Texte de M.
« Aujourd’hui, cela fait 5 ans jour pour jour que mon petit frère est décédé.
5 ans que je suis orpheline de ma fratrie.
Il était parfait.
Grand, beau, sportif, intelligent, caustique, ironique. Vous l’auriez adoré. Moi, en tous cas, je l’adorais. Il était mon ami autant que mon frère et il me manque chaque jour.
Bref, il y a 5 ans, en partant bosser le matin, il a fait un AVC. Injustice profonde de la vie, lui qui ne fumait pas, faisait du sport à haut niveau et était donc régulièrement suivi, est parti d’un coup.
C’était un lundi. Il neigeait.
Cette journée restera gravée à jamais dans ma mémoire. Pour la deuxième fois de ma vie, j’ai senti littéralement mon coeur exploser en mille morceaux. J’ai ressenti la douleur physiquement. J’ai quitté le travail en catastrophe, sauté dans ma voiture pour aller rejoindre mes parents et ma belle-soeur à l’hôpital où il avait été transporté.
Il fallait que je le vois et que je sois avec eux.
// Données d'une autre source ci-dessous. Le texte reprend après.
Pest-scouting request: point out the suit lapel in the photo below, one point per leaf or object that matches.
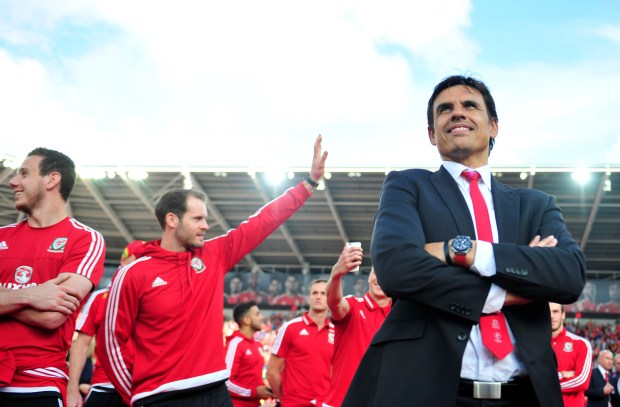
(449, 192)
(506, 212)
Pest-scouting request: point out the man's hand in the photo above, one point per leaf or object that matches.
(318, 161)
(549, 241)
(264, 392)
(568, 374)
(608, 388)
(51, 296)
(350, 258)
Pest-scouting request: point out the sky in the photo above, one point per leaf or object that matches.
(200, 83)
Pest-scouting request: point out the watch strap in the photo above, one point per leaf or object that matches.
(460, 259)
(446, 252)
(310, 181)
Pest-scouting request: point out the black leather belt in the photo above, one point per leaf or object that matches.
(517, 389)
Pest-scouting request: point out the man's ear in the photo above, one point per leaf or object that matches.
(53, 180)
(172, 220)
(431, 135)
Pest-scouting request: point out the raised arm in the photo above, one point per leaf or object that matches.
(350, 258)
(318, 163)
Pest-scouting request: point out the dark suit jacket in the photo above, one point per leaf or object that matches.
(596, 397)
(615, 397)
(415, 358)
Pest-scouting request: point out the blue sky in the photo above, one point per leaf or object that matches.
(205, 84)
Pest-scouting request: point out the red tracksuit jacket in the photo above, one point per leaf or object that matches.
(171, 305)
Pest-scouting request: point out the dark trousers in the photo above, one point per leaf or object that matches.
(216, 396)
(528, 400)
(45, 401)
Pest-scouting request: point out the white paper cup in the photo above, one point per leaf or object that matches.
(355, 244)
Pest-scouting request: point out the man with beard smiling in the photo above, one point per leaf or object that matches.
(471, 265)
(170, 302)
(49, 262)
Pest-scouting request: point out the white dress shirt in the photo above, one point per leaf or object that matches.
(478, 362)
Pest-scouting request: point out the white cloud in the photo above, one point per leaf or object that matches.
(249, 83)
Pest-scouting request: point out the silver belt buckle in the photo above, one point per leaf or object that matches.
(488, 390)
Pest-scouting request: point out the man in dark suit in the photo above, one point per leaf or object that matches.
(429, 255)
(600, 390)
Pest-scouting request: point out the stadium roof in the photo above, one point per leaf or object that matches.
(122, 209)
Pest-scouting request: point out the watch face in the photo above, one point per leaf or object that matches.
(461, 244)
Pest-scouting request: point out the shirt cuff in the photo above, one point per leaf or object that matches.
(484, 262)
(495, 300)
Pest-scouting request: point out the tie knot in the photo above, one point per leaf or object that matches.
(471, 175)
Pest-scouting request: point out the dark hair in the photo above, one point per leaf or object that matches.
(55, 161)
(175, 201)
(470, 82)
(241, 310)
(318, 280)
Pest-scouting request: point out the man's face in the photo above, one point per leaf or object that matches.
(318, 297)
(28, 185)
(253, 280)
(462, 128)
(614, 292)
(291, 284)
(589, 291)
(375, 289)
(557, 317)
(235, 285)
(256, 318)
(274, 287)
(191, 228)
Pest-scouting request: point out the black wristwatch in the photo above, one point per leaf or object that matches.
(310, 181)
(461, 246)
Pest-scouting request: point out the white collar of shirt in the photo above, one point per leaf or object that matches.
(456, 169)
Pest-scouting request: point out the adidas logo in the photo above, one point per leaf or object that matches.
(159, 282)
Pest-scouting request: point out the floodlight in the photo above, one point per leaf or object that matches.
(581, 176)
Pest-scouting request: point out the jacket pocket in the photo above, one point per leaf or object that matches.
(399, 331)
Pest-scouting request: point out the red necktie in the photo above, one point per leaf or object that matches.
(493, 327)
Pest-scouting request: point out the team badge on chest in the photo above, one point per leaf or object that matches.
(23, 274)
(197, 265)
(58, 245)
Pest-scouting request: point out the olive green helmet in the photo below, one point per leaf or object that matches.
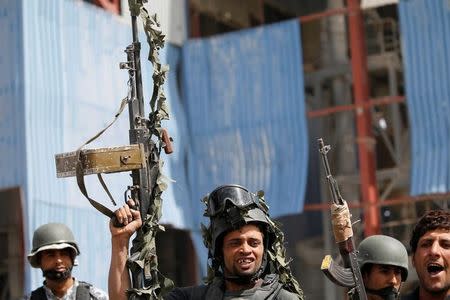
(52, 236)
(232, 206)
(383, 250)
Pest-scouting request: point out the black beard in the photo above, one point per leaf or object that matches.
(387, 293)
(57, 275)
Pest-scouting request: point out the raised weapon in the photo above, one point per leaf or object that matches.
(348, 276)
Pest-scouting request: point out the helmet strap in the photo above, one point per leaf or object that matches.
(387, 293)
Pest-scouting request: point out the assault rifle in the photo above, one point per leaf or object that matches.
(141, 157)
(348, 276)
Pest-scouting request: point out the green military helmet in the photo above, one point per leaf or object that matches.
(383, 250)
(52, 236)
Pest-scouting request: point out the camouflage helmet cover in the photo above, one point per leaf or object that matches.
(52, 236)
(383, 250)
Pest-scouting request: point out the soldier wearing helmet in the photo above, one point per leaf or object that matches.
(245, 251)
(430, 247)
(384, 266)
(54, 252)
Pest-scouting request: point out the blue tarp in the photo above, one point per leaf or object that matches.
(239, 118)
(244, 98)
(425, 28)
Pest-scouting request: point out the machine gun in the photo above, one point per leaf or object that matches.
(141, 157)
(348, 276)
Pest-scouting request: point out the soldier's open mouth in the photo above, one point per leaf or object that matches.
(434, 268)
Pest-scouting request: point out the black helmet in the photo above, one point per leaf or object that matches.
(230, 207)
(383, 250)
(52, 236)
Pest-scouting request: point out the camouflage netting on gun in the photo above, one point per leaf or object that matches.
(144, 258)
(276, 254)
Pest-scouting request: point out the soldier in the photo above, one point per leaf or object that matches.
(54, 252)
(430, 246)
(384, 266)
(245, 250)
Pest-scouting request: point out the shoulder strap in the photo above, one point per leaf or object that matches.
(38, 294)
(83, 291)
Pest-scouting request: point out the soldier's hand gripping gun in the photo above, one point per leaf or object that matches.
(141, 158)
(348, 276)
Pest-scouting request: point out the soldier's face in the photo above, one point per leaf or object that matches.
(57, 260)
(432, 261)
(380, 277)
(243, 251)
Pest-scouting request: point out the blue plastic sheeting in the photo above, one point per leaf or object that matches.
(245, 109)
(61, 84)
(425, 28)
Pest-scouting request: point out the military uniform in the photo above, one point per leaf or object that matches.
(79, 291)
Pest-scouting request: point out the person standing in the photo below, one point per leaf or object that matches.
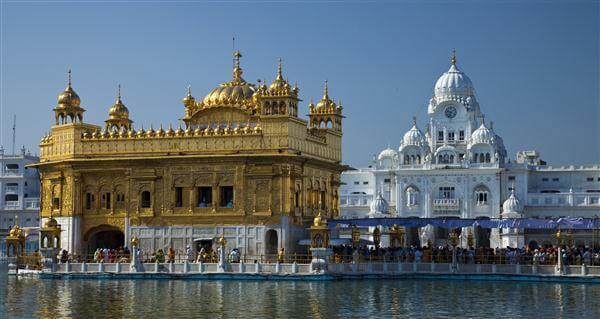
(170, 255)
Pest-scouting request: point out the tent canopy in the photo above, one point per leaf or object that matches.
(531, 223)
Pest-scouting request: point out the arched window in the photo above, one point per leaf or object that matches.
(412, 196)
(146, 199)
(481, 195)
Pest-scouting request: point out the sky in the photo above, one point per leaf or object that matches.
(535, 66)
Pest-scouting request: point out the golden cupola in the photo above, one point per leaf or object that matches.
(237, 92)
(118, 115)
(326, 114)
(279, 98)
(281, 87)
(189, 100)
(326, 104)
(68, 106)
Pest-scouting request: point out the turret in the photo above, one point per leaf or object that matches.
(118, 116)
(326, 114)
(68, 106)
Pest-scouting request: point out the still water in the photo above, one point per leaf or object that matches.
(32, 298)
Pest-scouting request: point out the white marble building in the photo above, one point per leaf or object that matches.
(19, 196)
(457, 167)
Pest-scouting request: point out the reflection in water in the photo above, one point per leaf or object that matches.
(288, 299)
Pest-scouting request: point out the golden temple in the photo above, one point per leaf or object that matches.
(244, 166)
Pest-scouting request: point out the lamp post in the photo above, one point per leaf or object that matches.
(594, 243)
(376, 237)
(355, 236)
(559, 252)
(470, 238)
(454, 241)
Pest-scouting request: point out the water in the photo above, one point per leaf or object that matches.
(27, 298)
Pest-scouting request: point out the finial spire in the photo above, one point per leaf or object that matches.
(279, 72)
(236, 56)
(237, 71)
(453, 57)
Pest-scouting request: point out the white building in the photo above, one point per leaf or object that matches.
(19, 196)
(457, 167)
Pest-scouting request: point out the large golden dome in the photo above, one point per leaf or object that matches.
(237, 92)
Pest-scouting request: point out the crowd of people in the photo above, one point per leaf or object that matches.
(480, 255)
(348, 253)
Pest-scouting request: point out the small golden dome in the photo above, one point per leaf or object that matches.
(318, 221)
(189, 100)
(51, 223)
(118, 110)
(237, 92)
(16, 231)
(279, 85)
(68, 98)
(325, 104)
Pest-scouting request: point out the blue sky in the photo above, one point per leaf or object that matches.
(534, 66)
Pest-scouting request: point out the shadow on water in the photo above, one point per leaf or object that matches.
(284, 299)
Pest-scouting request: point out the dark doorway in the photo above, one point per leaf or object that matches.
(111, 239)
(271, 242)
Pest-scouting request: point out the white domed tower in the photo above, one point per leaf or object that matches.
(387, 159)
(379, 207)
(512, 207)
(456, 122)
(413, 147)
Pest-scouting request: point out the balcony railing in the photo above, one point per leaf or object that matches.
(32, 203)
(11, 189)
(446, 204)
(12, 172)
(12, 204)
(563, 199)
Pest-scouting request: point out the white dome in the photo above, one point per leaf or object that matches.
(379, 205)
(454, 83)
(511, 205)
(482, 135)
(387, 153)
(414, 136)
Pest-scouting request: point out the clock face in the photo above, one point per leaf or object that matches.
(450, 112)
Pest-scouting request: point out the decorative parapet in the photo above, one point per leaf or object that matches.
(211, 130)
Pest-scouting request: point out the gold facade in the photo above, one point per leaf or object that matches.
(244, 157)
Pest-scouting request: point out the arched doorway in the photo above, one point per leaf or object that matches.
(412, 237)
(482, 236)
(271, 243)
(104, 236)
(533, 245)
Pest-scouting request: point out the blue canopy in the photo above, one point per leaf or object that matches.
(531, 223)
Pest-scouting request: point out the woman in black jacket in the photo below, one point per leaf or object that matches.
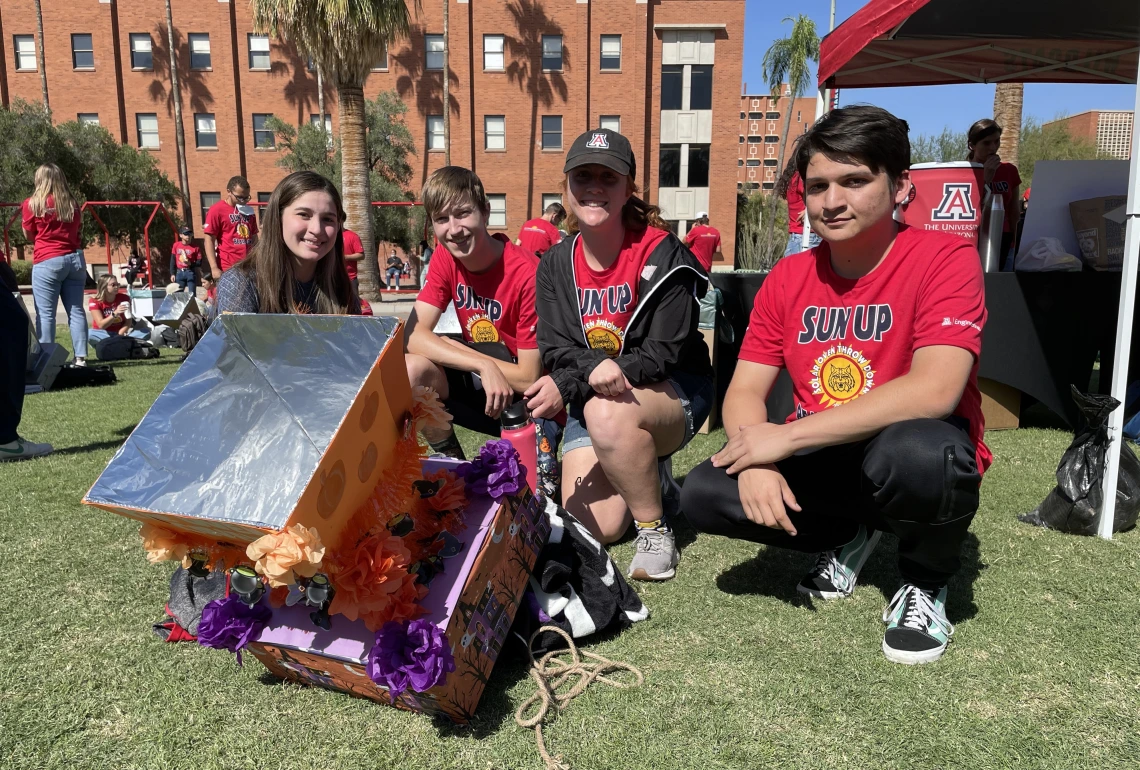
(617, 330)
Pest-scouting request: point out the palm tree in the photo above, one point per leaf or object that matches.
(344, 39)
(184, 177)
(786, 62)
(1008, 99)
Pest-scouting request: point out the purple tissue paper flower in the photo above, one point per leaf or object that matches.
(415, 655)
(229, 624)
(496, 472)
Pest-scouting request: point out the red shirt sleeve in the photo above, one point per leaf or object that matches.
(764, 339)
(951, 307)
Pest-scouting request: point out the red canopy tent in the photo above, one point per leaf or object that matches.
(928, 42)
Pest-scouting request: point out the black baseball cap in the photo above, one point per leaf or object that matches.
(604, 147)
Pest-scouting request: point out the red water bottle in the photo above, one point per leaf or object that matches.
(518, 428)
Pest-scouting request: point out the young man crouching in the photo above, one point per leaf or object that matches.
(880, 329)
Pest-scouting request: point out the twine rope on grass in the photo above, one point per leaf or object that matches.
(552, 673)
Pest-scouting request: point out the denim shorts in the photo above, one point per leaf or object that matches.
(695, 395)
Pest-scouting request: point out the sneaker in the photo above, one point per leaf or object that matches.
(23, 450)
(657, 556)
(917, 626)
(836, 572)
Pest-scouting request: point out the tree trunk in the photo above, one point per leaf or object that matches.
(355, 185)
(1008, 99)
(39, 53)
(184, 177)
(447, 91)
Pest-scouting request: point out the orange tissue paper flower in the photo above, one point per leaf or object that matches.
(283, 556)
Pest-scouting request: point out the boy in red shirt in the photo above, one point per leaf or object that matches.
(490, 284)
(537, 235)
(880, 330)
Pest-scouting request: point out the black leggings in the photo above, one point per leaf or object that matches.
(917, 479)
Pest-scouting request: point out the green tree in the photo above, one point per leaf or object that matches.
(787, 62)
(344, 39)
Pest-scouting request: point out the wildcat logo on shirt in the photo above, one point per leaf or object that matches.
(840, 374)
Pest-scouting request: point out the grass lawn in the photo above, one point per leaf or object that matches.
(740, 672)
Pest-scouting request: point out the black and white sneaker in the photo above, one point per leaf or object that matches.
(837, 572)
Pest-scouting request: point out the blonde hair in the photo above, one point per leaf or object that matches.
(49, 181)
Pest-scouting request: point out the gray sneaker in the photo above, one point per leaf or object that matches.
(657, 556)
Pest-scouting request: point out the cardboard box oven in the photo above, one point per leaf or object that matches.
(474, 600)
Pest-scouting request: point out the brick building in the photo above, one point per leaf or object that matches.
(526, 79)
(762, 123)
(1109, 129)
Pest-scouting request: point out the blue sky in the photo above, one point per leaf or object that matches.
(928, 108)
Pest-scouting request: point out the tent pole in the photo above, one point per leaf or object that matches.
(1123, 332)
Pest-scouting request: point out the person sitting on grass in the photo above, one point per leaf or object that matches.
(298, 265)
(880, 330)
(490, 283)
(617, 309)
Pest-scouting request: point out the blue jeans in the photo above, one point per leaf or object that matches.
(60, 277)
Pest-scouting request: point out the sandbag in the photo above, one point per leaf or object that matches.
(1074, 504)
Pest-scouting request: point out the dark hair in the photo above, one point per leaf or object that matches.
(270, 262)
(860, 134)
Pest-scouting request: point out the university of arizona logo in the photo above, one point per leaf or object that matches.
(599, 142)
(955, 203)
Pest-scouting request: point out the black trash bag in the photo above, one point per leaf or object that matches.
(1074, 504)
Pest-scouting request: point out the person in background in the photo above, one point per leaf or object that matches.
(51, 220)
(1001, 178)
(353, 252)
(111, 311)
(230, 227)
(185, 258)
(703, 241)
(537, 235)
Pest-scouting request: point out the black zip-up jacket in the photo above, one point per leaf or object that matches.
(661, 335)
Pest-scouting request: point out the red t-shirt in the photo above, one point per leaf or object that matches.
(703, 242)
(352, 245)
(1007, 181)
(494, 306)
(233, 232)
(839, 338)
(186, 256)
(537, 235)
(50, 236)
(607, 299)
(106, 309)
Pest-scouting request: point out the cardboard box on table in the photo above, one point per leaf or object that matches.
(474, 600)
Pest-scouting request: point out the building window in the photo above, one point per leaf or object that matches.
(493, 53)
(669, 167)
(140, 51)
(262, 135)
(700, 87)
(552, 51)
(673, 77)
(497, 218)
(147, 123)
(436, 132)
(259, 51)
(82, 51)
(611, 51)
(25, 51)
(200, 50)
(205, 130)
(433, 51)
(552, 131)
(208, 200)
(495, 132)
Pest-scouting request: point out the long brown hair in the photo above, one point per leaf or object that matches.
(270, 264)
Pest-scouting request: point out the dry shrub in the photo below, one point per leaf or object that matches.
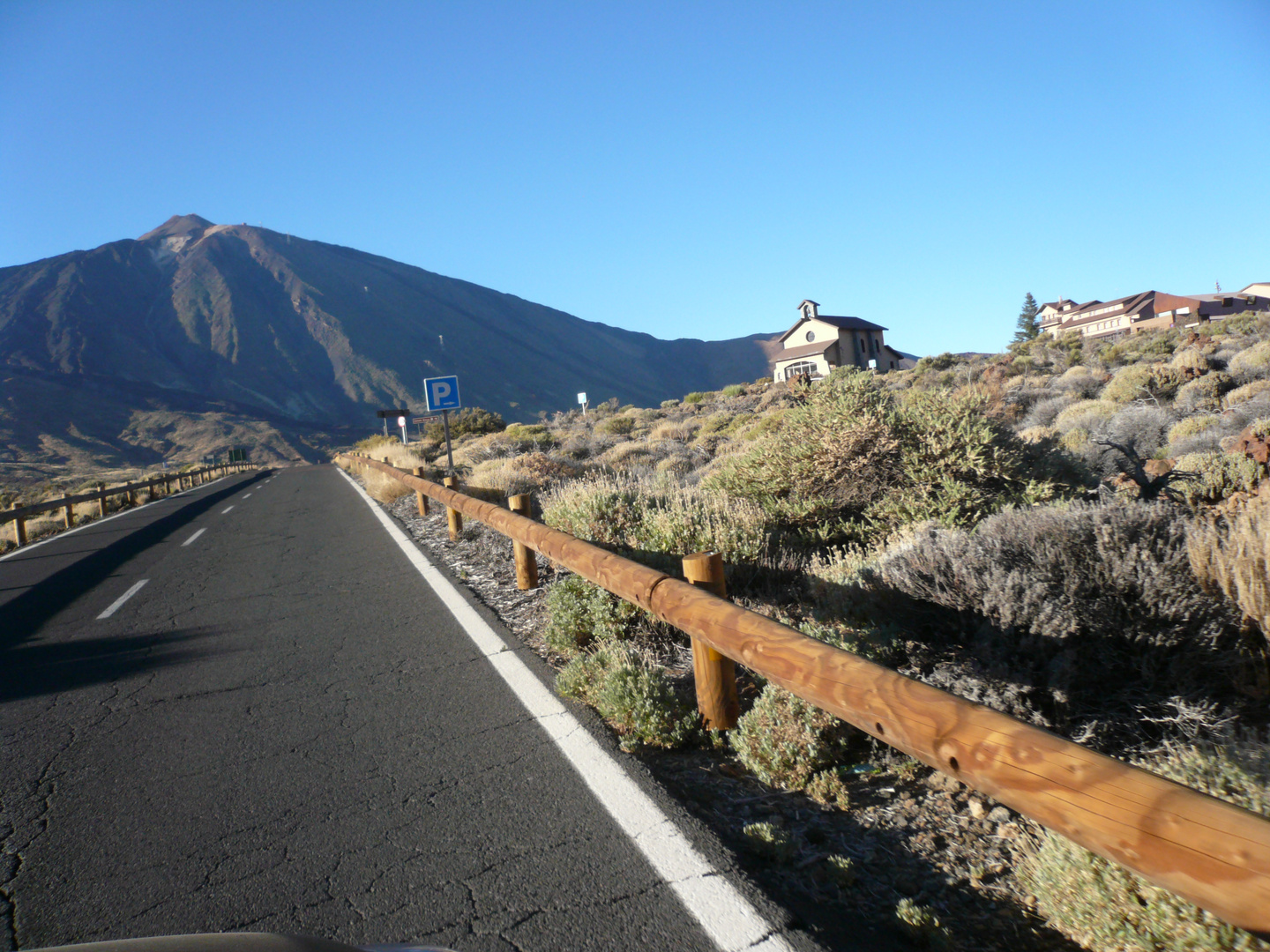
(1191, 360)
(660, 516)
(1252, 363)
(854, 462)
(384, 487)
(637, 700)
(1192, 426)
(1085, 415)
(1204, 392)
(787, 741)
(1215, 476)
(681, 430)
(1138, 381)
(1105, 906)
(1091, 611)
(1232, 555)
(1249, 391)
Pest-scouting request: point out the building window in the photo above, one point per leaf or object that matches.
(803, 368)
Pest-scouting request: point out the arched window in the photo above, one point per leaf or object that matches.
(803, 368)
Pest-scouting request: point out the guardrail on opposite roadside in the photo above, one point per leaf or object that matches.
(153, 487)
(1204, 850)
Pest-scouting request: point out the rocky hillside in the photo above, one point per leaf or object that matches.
(294, 335)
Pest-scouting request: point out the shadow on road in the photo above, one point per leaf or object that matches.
(32, 671)
(26, 614)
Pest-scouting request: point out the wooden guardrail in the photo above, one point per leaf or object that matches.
(1201, 848)
(18, 514)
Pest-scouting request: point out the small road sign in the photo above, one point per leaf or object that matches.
(442, 394)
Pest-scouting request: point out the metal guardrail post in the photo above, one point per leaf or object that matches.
(715, 675)
(526, 560)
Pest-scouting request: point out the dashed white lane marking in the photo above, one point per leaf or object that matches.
(121, 599)
(728, 918)
(64, 533)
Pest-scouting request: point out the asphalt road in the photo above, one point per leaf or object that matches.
(283, 730)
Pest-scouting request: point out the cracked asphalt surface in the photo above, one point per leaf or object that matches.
(283, 732)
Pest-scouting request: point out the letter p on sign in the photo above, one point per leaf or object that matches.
(442, 394)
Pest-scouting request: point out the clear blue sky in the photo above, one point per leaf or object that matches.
(686, 169)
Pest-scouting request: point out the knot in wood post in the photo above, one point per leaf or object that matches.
(452, 516)
(526, 562)
(418, 494)
(715, 674)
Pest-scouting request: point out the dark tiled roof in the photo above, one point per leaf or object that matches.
(1131, 305)
(841, 323)
(790, 353)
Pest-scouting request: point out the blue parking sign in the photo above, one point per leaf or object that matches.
(442, 394)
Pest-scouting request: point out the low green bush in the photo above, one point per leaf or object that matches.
(638, 701)
(852, 462)
(580, 614)
(1104, 905)
(658, 516)
(770, 842)
(787, 741)
(923, 926)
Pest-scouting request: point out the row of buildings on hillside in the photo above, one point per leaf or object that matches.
(818, 343)
(1149, 310)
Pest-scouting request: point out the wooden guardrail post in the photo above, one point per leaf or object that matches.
(418, 494)
(715, 674)
(452, 517)
(526, 560)
(19, 527)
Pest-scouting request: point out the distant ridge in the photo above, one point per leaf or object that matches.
(251, 323)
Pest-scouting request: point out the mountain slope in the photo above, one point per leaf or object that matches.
(318, 333)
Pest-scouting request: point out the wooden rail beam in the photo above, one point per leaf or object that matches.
(1206, 851)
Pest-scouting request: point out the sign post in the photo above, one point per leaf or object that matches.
(442, 395)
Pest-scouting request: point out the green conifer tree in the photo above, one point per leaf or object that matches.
(1029, 328)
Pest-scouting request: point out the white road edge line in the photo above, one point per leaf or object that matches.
(121, 599)
(64, 533)
(728, 918)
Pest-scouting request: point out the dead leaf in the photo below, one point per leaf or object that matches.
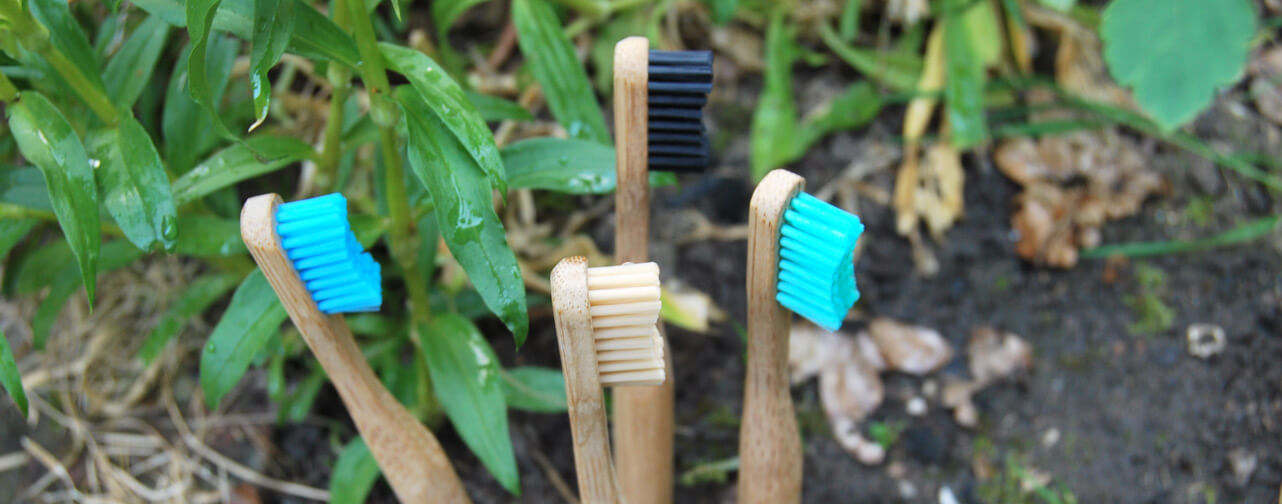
(995, 355)
(1073, 184)
(910, 349)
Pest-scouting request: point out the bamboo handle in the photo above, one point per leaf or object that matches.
(642, 416)
(596, 478)
(769, 445)
(407, 452)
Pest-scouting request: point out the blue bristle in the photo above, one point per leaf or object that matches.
(318, 240)
(817, 272)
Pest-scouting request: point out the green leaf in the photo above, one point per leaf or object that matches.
(237, 163)
(209, 236)
(251, 318)
(189, 131)
(12, 231)
(130, 69)
(135, 186)
(776, 112)
(48, 141)
(564, 81)
(9, 376)
(273, 26)
(566, 166)
(1062, 5)
(192, 302)
(67, 37)
(445, 12)
(116, 254)
(464, 210)
(1174, 58)
(446, 100)
(492, 108)
(963, 92)
(466, 377)
(535, 389)
(354, 473)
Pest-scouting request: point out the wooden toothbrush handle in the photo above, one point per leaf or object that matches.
(407, 452)
(598, 482)
(769, 445)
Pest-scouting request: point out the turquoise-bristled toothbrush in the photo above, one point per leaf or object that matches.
(312, 259)
(800, 258)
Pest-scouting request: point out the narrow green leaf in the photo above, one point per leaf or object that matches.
(12, 231)
(446, 99)
(494, 108)
(200, 21)
(237, 163)
(135, 186)
(1174, 58)
(67, 37)
(354, 473)
(10, 377)
(466, 377)
(209, 236)
(189, 131)
(776, 112)
(566, 166)
(445, 12)
(273, 26)
(251, 318)
(564, 81)
(130, 69)
(48, 141)
(964, 75)
(535, 389)
(116, 254)
(192, 302)
(464, 210)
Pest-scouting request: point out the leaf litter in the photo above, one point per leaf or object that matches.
(849, 368)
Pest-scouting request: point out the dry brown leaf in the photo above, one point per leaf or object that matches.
(910, 349)
(1073, 184)
(995, 355)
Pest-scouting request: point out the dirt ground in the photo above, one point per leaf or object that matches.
(1110, 416)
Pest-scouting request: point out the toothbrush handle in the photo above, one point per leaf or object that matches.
(769, 445)
(407, 452)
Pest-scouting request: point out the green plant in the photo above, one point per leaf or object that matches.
(137, 149)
C’était nécessaire.
Je suis arrivée en un temps record. Ils étaient là, tous les 3, aussi détruits que moi. Plus même, certainement. Eux avaient perdu un enfant et elle, son amour. Ils m’attendaient. On s’est serrés très fort. Tous les 4. Pendant un temps que je serais incapable d’évaluer.
Un médecin est arrivé. Il nous a expliqué que les secours avaient tenté de le réanimer mais que c’était trop tard. Le temps qu’on les appelle, qu’ils ouvrent sa voiture, mon frère était déjà mort.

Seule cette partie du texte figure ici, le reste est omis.